At dark the others had retreated back to their village. When the night had turned black, several of his friends had said they would stay behind and join him when he crawled close to the soldier camp. They understood that Wooden Leg had to know for sure. Every warrior has relations. Every man has a family he will defend unto death.
What joy it brought his cold, small heart to hear his sister’s voice call back to him from the night!
By the time Wooden Leg and his loyal friends were racing back toward the village, they heard the sounds of many hooves on the hard, winter-frozen ground. They stopped, listened, hea
ring the faint snort of many horses in the dark, hearing the muted murmur of many mouths. Then he and the others rode to a low hill to look down on the valley.
Coming along both the west bank and the east side of the river rode a great cavalcade: the strength of the Ohmeseheso people whom Three Stars Crook could not destroy when he attacked Old Bear’s camp on the Powder, the people Three Fingers Kenzie could not destroy when he attacked Morning Star’s camp in the Red Fork Valley. The finest warriors, old and young, rode knee to knee with those Lakota who had joined Crazy Horse in vowing never to give up to the white government men, never to go in to the agencies. How it made Wooden Leg’s heart leap to see so many marching through the cold and the dark, like a throbbing of the land itself: men and horses going to battle across the blue-lit snow.

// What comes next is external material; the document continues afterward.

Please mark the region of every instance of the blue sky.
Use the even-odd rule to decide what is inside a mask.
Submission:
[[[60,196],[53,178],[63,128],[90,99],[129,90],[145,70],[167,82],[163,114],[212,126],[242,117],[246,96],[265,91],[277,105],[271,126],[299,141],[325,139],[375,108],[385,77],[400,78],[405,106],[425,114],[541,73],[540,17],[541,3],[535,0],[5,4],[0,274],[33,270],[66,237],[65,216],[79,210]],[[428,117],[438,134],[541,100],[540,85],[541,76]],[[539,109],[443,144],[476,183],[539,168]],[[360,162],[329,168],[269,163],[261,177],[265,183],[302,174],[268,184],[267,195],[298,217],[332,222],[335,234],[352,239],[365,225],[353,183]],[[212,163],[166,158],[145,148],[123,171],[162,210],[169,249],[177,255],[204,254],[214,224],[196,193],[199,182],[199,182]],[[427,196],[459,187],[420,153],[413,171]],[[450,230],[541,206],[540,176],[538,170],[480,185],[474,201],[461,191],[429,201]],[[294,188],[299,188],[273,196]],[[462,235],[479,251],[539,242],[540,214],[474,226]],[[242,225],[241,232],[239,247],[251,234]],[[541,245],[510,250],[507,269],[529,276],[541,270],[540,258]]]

“Nitaa-shema! Let’s go!” he urged those friends around him, so eager was he to start this fight. So much wrong done by the soldiers against the Tse-Tsehese was about to be made right.
How it made a young warrior’s spirit sing! Come morning, it would be a good, good day to die protecting his People!
The Bear Coat and his soldiers must be taught a lesson this time, he thought as he urged his pony down the slope toward the great procession of warriors bundled in blankets and capotes and buffalo robes against the terrible cold. The ve-ho-e soldiers were like bothersome, nagging magpies swooping, diving, chattering after a sore-backed horse, landing now and then to poke their beaks into the skin ulcers and angry places where the horse’s hide weeped and oozed. Usually a man could take some of the tarry oil he collected from the black springs to keep the nettlesome magpies off the horse long enough for the terrible sores to heal.
But this time there was no tarry oil. This time the village itself was the sore-backed horse: women and children, helpless. And the soldiers would continue diving and swooping and squawking until they were driven away, once and for all time.
There was no tarry oil to protect the village … but there were all these warriors, these men who would put their bodies between the soldiers and the lives of their loved ones.